Холмс вскочил на ноги, мгновенно преисполнившись энергии.
– В вашей двуколке нам хватит места?
– Да, конечно.
– Тогда, Уотсон, завтрак придется отложить. Мистер Раундхей, мы полностью в вашем распоряжении! Скорей, скорей – пока там ничего не тронули!
Мортимер Тридженнис занимал в доме священника две угловые комнаты, расположенные одна над другой. Внизу была просторная гостиная, наверху – спальня. Окна выходили на площадку для игры в крокет. Мы опередили и доктора, и полицию, так что все осталось на своих местах. Позвольте мне точно описать сцену, представшую нашим глазам в то туманное мартовское утро. Она навеки врезалась в мою память.

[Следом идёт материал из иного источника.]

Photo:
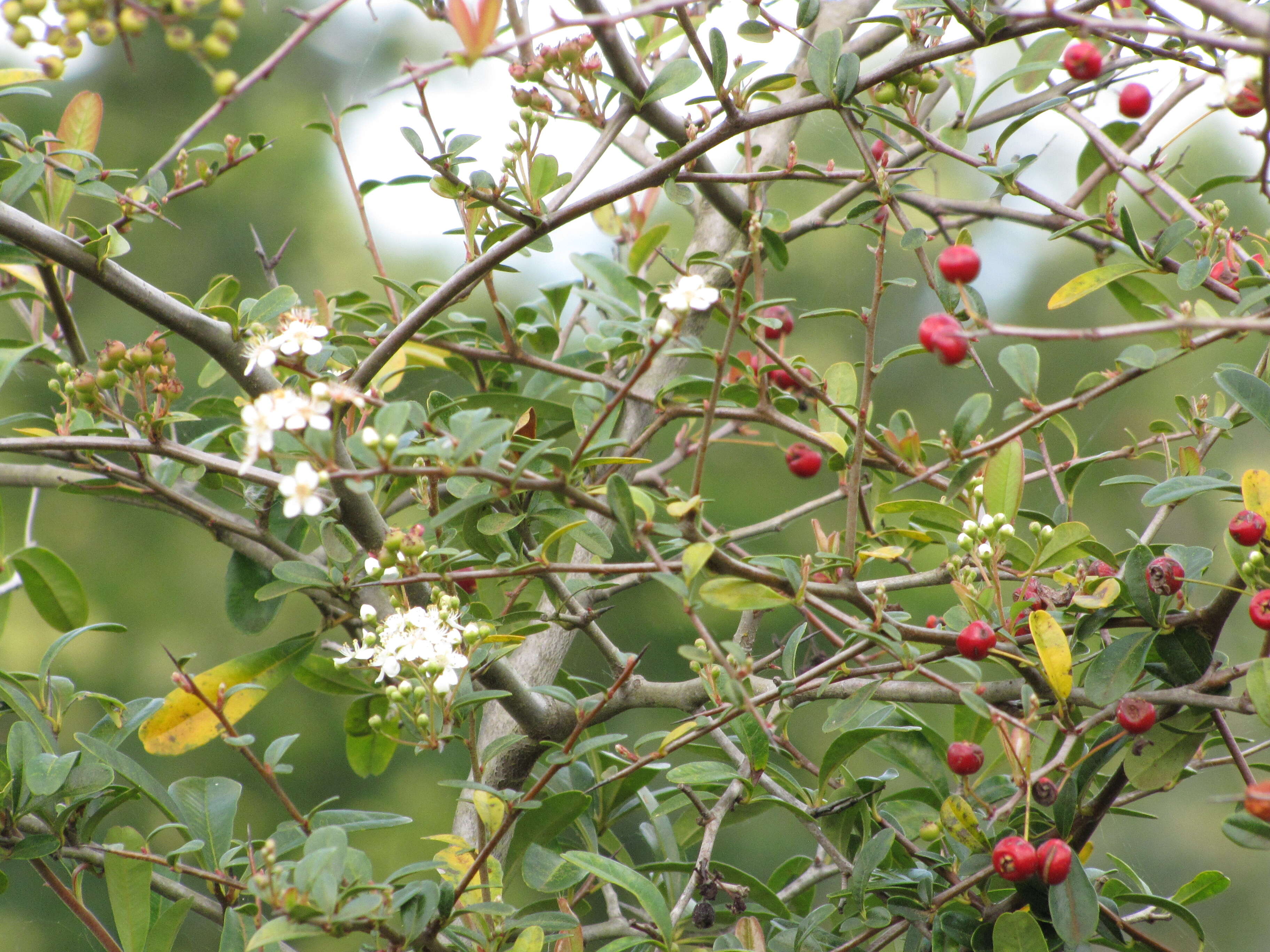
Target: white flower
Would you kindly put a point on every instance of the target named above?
(300, 492)
(690, 294)
(260, 355)
(299, 333)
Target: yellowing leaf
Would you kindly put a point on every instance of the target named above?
(695, 558)
(1056, 654)
(962, 824)
(489, 809)
(185, 723)
(9, 78)
(1103, 596)
(1091, 281)
(676, 734)
(888, 554)
(1256, 493)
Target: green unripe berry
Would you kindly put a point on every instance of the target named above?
(54, 66)
(225, 30)
(215, 47)
(180, 39)
(224, 83)
(133, 22)
(887, 93)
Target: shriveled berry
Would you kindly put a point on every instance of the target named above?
(1248, 529)
(959, 264)
(778, 313)
(940, 334)
(1014, 858)
(803, 461)
(1256, 800)
(1135, 715)
(976, 642)
(1135, 101)
(1082, 61)
(1165, 576)
(1259, 611)
(1055, 861)
(964, 758)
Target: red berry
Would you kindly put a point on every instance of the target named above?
(940, 333)
(1082, 60)
(976, 642)
(1260, 610)
(803, 461)
(1135, 101)
(1135, 715)
(1256, 800)
(1248, 102)
(959, 264)
(1248, 529)
(964, 758)
(782, 314)
(1014, 858)
(1055, 861)
(1165, 576)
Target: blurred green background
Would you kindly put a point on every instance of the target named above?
(164, 578)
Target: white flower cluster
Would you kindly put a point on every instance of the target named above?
(280, 411)
(298, 334)
(427, 640)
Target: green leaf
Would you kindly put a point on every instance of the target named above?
(207, 807)
(53, 588)
(163, 934)
(1259, 689)
(1180, 488)
(281, 931)
(623, 876)
(131, 771)
(1074, 907)
(369, 752)
(244, 578)
(1091, 281)
(1253, 393)
(1004, 480)
(739, 596)
(185, 723)
(127, 883)
(1117, 668)
(1205, 885)
(840, 386)
(674, 78)
(1019, 932)
(547, 823)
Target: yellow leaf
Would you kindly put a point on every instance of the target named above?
(185, 723)
(1056, 654)
(1091, 281)
(695, 556)
(9, 78)
(1103, 596)
(962, 824)
(887, 553)
(1256, 493)
(676, 734)
(489, 809)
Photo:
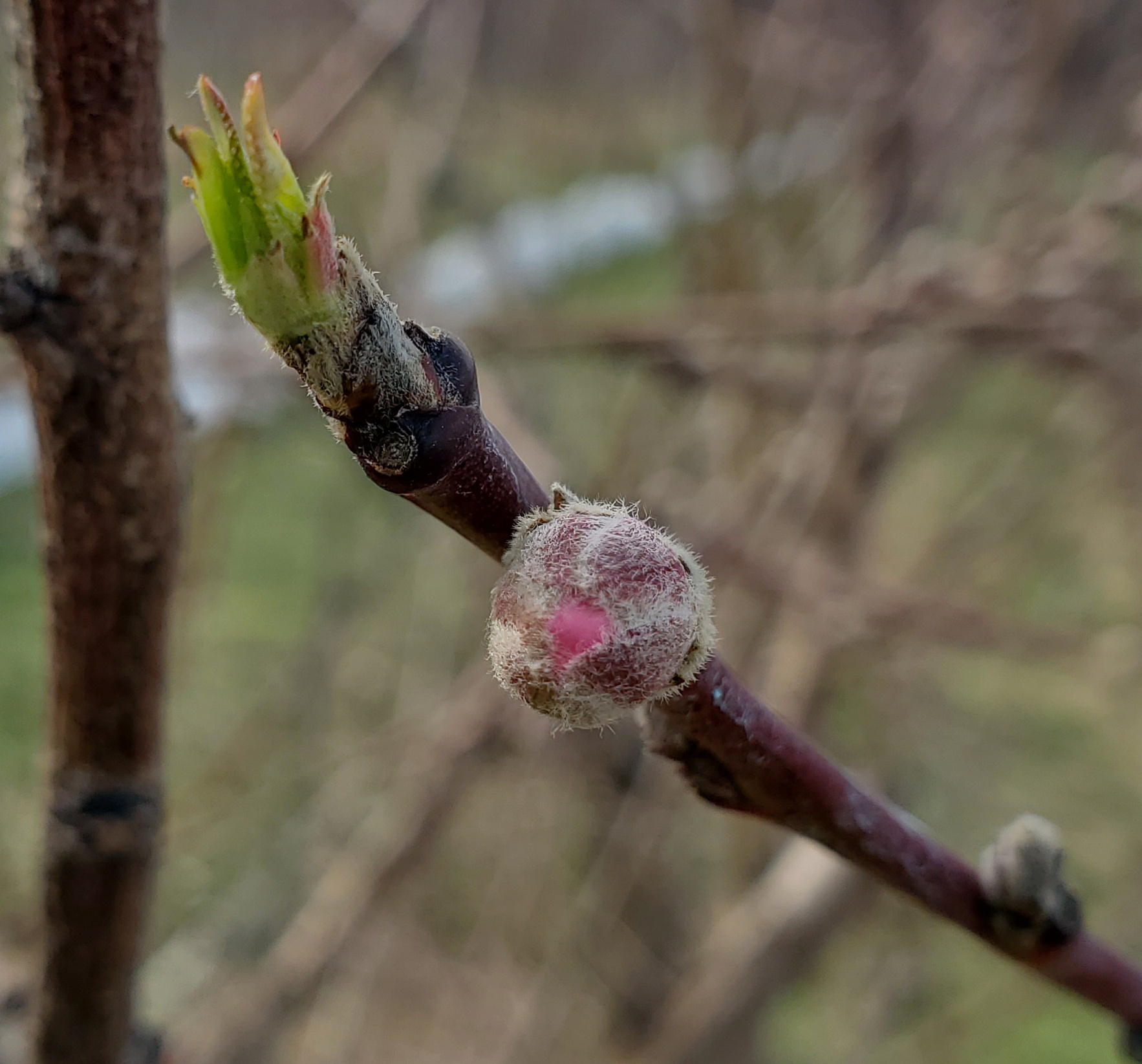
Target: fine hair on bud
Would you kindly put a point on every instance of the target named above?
(598, 613)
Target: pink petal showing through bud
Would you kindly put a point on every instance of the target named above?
(576, 627)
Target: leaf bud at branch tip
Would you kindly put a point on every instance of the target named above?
(598, 613)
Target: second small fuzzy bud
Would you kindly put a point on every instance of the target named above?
(598, 614)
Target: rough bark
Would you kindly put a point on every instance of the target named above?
(89, 248)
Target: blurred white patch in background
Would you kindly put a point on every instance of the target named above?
(223, 372)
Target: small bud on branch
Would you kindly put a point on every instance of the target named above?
(598, 614)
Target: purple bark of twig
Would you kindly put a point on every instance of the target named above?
(732, 750)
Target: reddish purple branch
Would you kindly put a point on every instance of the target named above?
(732, 749)
(739, 755)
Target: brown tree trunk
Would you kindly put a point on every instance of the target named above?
(92, 333)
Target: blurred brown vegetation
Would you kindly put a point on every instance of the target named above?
(893, 399)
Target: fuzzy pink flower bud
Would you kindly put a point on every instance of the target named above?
(598, 614)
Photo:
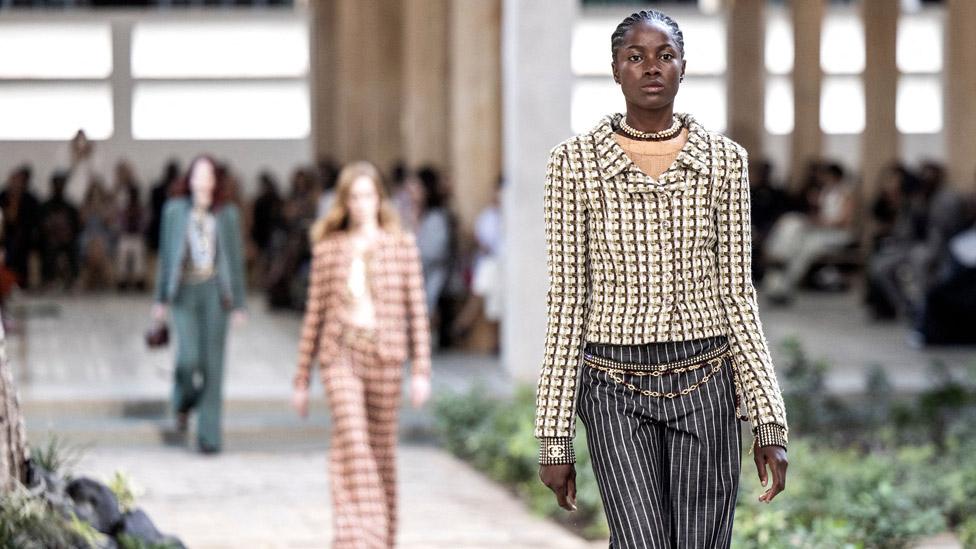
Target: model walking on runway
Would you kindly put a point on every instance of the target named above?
(654, 337)
(365, 315)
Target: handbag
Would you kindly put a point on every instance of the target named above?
(157, 336)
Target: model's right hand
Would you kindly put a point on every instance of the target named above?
(160, 312)
(299, 401)
(561, 479)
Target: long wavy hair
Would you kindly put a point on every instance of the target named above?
(221, 191)
(337, 218)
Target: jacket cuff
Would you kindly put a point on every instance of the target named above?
(770, 434)
(302, 378)
(556, 451)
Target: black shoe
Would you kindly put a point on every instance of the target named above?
(175, 434)
(208, 450)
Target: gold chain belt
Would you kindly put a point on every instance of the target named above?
(616, 373)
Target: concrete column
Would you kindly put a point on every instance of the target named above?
(323, 64)
(538, 83)
(121, 81)
(368, 81)
(746, 61)
(425, 84)
(960, 82)
(879, 143)
(475, 95)
(807, 141)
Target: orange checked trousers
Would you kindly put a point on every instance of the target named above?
(364, 399)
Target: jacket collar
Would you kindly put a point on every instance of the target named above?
(694, 156)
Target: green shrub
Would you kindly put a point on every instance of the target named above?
(835, 498)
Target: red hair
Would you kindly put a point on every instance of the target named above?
(221, 192)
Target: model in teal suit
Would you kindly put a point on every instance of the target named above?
(199, 312)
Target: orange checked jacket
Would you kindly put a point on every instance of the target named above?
(395, 280)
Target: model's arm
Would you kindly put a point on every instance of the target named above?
(419, 323)
(235, 256)
(566, 246)
(162, 262)
(750, 351)
(314, 312)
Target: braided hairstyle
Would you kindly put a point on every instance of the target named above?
(649, 16)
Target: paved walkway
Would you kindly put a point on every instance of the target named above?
(281, 500)
(85, 374)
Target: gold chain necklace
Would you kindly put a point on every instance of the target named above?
(662, 135)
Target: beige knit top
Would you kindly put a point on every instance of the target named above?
(635, 260)
(653, 157)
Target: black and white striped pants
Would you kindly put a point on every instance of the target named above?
(667, 468)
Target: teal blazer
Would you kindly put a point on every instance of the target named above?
(173, 245)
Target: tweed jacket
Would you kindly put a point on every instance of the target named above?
(635, 260)
(173, 248)
(395, 279)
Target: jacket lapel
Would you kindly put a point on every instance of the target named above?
(617, 168)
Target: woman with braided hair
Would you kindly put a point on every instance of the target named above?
(654, 337)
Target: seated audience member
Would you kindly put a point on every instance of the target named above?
(20, 214)
(60, 230)
(798, 240)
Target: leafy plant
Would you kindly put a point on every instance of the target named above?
(121, 487)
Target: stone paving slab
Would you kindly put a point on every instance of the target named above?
(281, 500)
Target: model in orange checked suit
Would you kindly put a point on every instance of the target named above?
(365, 315)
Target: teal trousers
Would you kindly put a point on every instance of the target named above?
(200, 323)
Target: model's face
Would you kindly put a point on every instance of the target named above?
(363, 201)
(648, 66)
(202, 183)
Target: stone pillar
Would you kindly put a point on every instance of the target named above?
(425, 85)
(368, 81)
(746, 61)
(475, 95)
(323, 63)
(960, 83)
(807, 141)
(538, 83)
(879, 143)
(121, 84)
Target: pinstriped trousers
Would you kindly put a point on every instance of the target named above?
(667, 469)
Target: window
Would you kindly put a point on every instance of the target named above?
(53, 111)
(842, 42)
(57, 83)
(221, 79)
(55, 50)
(919, 49)
(779, 105)
(842, 105)
(225, 49)
(220, 110)
(918, 107)
(919, 46)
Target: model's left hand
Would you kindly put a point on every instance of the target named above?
(775, 458)
(238, 318)
(419, 390)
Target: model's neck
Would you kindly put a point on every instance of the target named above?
(650, 120)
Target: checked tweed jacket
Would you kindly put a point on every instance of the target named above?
(634, 260)
(396, 282)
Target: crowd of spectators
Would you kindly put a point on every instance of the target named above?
(106, 239)
(910, 248)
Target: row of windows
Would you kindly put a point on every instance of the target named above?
(918, 46)
(191, 80)
(918, 103)
(919, 57)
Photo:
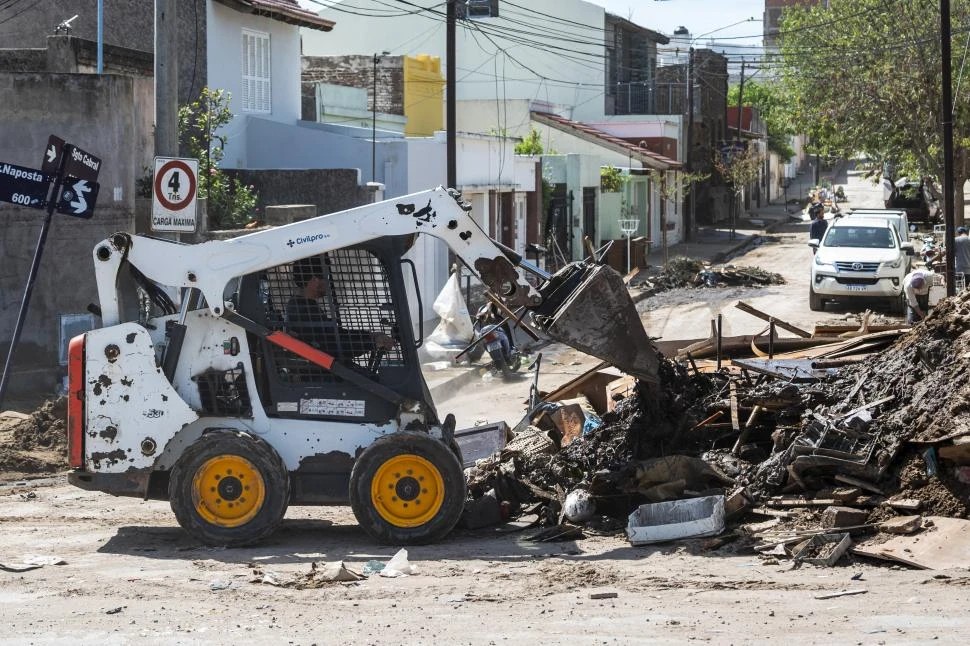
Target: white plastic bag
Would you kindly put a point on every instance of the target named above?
(455, 327)
(398, 565)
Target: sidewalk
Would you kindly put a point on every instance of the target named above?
(714, 243)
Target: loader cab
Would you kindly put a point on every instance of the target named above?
(339, 302)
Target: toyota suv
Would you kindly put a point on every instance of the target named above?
(859, 257)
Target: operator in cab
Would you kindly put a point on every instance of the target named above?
(308, 319)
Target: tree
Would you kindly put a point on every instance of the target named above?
(530, 145)
(671, 186)
(863, 76)
(738, 170)
(769, 99)
(230, 202)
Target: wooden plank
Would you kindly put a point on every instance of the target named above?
(882, 400)
(959, 453)
(744, 307)
(943, 545)
(857, 482)
(735, 423)
(841, 593)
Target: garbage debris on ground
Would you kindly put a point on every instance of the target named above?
(690, 272)
(846, 456)
(320, 575)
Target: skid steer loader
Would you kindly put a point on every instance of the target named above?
(234, 378)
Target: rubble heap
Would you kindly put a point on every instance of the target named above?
(34, 443)
(889, 427)
(690, 272)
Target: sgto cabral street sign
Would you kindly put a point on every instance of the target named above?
(174, 194)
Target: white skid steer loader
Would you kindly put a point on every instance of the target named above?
(234, 378)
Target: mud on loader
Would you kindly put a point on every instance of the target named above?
(234, 378)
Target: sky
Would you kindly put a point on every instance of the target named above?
(699, 16)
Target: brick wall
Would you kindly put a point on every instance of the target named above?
(358, 72)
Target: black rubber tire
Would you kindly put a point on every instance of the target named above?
(398, 446)
(815, 302)
(262, 457)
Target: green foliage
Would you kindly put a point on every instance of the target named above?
(769, 99)
(741, 169)
(230, 203)
(612, 179)
(530, 145)
(681, 184)
(869, 82)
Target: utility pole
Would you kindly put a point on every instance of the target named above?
(166, 79)
(689, 152)
(948, 188)
(450, 82)
(740, 96)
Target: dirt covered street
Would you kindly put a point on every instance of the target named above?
(81, 567)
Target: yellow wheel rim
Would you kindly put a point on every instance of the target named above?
(228, 491)
(407, 490)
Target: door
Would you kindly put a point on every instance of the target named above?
(589, 214)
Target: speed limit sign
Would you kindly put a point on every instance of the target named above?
(173, 194)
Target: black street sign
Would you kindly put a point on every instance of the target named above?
(78, 197)
(52, 155)
(24, 186)
(81, 164)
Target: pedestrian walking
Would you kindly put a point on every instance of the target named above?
(916, 289)
(961, 256)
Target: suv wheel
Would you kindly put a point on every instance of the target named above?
(815, 302)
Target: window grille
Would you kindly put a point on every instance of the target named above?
(338, 302)
(256, 77)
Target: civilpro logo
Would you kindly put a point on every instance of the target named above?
(306, 239)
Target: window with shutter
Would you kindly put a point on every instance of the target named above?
(257, 93)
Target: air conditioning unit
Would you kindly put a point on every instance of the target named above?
(478, 9)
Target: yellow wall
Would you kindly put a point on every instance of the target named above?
(423, 95)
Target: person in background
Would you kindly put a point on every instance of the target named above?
(819, 225)
(961, 256)
(916, 289)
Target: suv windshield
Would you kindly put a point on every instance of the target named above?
(867, 237)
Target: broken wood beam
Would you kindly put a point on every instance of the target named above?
(743, 435)
(858, 482)
(735, 423)
(744, 307)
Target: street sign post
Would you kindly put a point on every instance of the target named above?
(52, 155)
(24, 186)
(78, 197)
(63, 166)
(174, 193)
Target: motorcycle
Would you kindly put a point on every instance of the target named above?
(496, 335)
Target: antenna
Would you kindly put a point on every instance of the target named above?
(65, 27)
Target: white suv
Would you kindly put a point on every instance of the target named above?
(859, 257)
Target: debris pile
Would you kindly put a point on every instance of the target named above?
(860, 448)
(34, 443)
(690, 272)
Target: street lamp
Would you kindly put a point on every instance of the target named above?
(373, 132)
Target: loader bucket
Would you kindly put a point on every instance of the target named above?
(588, 307)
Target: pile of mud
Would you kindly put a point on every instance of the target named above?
(690, 272)
(34, 443)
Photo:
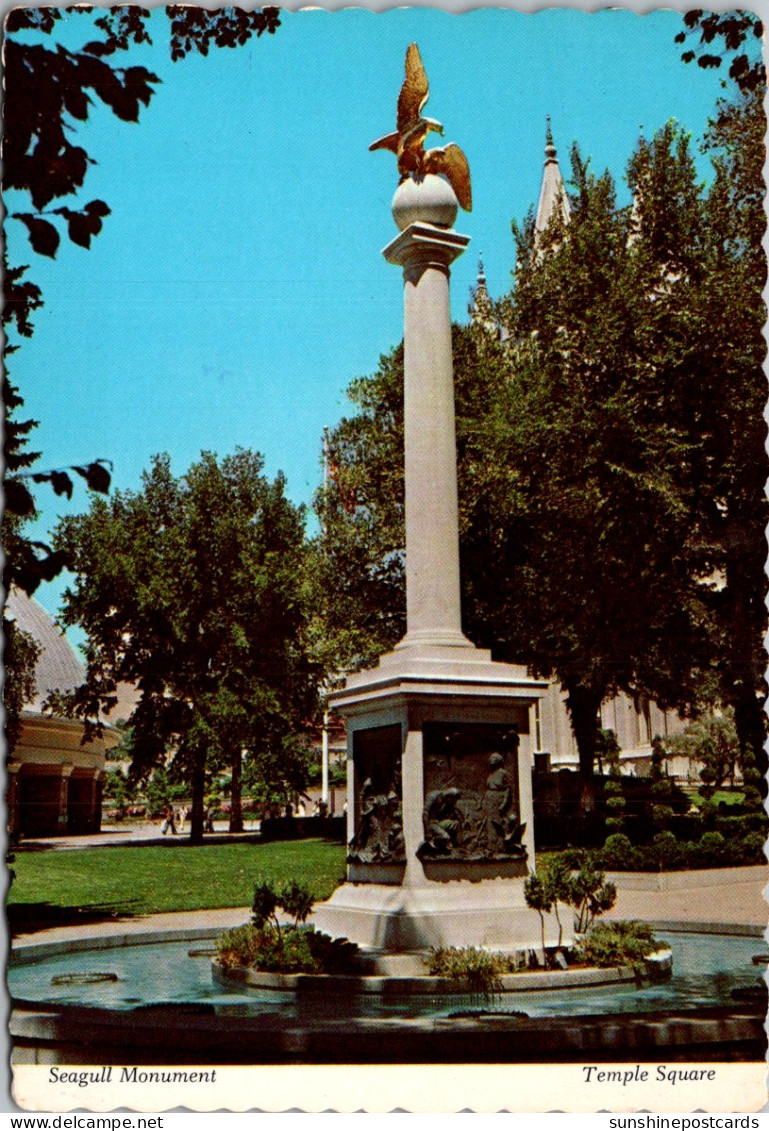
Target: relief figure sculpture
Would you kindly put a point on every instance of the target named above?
(379, 828)
(471, 810)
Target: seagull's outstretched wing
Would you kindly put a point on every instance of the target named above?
(415, 92)
(389, 141)
(451, 162)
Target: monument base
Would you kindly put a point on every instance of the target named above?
(491, 914)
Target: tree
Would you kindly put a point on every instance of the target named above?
(50, 92)
(741, 33)
(711, 740)
(190, 590)
(595, 454)
(594, 481)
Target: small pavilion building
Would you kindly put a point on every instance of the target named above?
(54, 780)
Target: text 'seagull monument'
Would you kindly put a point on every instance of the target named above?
(439, 736)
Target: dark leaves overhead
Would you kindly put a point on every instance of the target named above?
(43, 236)
(45, 89)
(197, 29)
(51, 88)
(735, 33)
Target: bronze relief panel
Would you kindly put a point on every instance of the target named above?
(472, 810)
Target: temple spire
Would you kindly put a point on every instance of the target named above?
(552, 196)
(481, 309)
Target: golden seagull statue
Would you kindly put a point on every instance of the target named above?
(412, 129)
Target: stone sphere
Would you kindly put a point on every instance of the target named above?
(430, 200)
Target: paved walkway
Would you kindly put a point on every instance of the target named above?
(139, 832)
(733, 897)
(736, 896)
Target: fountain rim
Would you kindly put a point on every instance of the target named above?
(29, 952)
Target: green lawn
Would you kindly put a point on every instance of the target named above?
(77, 885)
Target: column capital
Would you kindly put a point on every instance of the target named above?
(425, 244)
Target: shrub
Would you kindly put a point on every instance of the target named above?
(751, 848)
(621, 943)
(590, 896)
(293, 950)
(477, 970)
(619, 853)
(711, 848)
(667, 849)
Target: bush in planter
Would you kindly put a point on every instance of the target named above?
(620, 854)
(621, 943)
(713, 849)
(751, 848)
(295, 950)
(590, 896)
(478, 970)
(667, 851)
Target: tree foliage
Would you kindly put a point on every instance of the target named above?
(50, 93)
(713, 35)
(711, 740)
(190, 590)
(610, 451)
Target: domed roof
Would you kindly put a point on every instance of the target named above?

В комнате царила ужасная гнетущая духота. Если бы вошедшая утром служанка не распахнула окно, дышать было бы просто нечем. Это отчасти объяснялось тем, что на столе в центре комнаты еще горела и дымила лампа. У стола, откинувшись на спинку кресла, сидел мертвец; его жидкая бородка стояла торчком, очки были сдвинуты на лоб, а на обращенном к окну смуглом худом лице застыло выражение того же ужаса, которое мы видели на лице его покойной сестры. Судя по скрюченным пальцам и сведенным судорогой рукам и ногам, он умер в пароксизме страха. Он был полностью одет, хотя, судя по некоторым признакам, одевался второпях. Мы уже знали, что ночь он провел в своей постели и что трагический конец настиг его рано утром.
Как только мы вошли в роковую комнату, Холмс преобразился, внешнее бесстрастие внезапно сменилось бешеной энергией. Он мгновенно подобрался и насторожился, глаза его засверкали, лицо застыло, руки и ноги вибрировали от напряжения. Он выскочил на лужайку, влез обратно через окно, осмотрел комнату, промчался наверх, в спальню – точь-в-точь как гончая, почуявшая дичь. Быстро оглядев спальню, он распахнул окно, что, кажется, дало новую причину для возбуждения, так как он высунулся наружу с громкими восклицаниями интереса и радости. Затем он ринулся вниз по лестнице, выбежал в сад, упал ничком на лужайку, вскочил и снова бросился в комнату – и все это с пылом охотника, настигающего дичь. Он тщательно обследовал лампу, которая с виду была самой обычной, и измерил ее резервуар. Затем с помощью лупы внимательно осмотрел слюдяной абажур, закрывавший верх лампового стекла, и, соскоблив немного копоти с его наружной поверхности, ссыпал ее в конверт, а конверт спрятал в бумажник. Наконец, после появления полиции и доктора, он поманил к себе священника, и мы втроем вышли на лужайку.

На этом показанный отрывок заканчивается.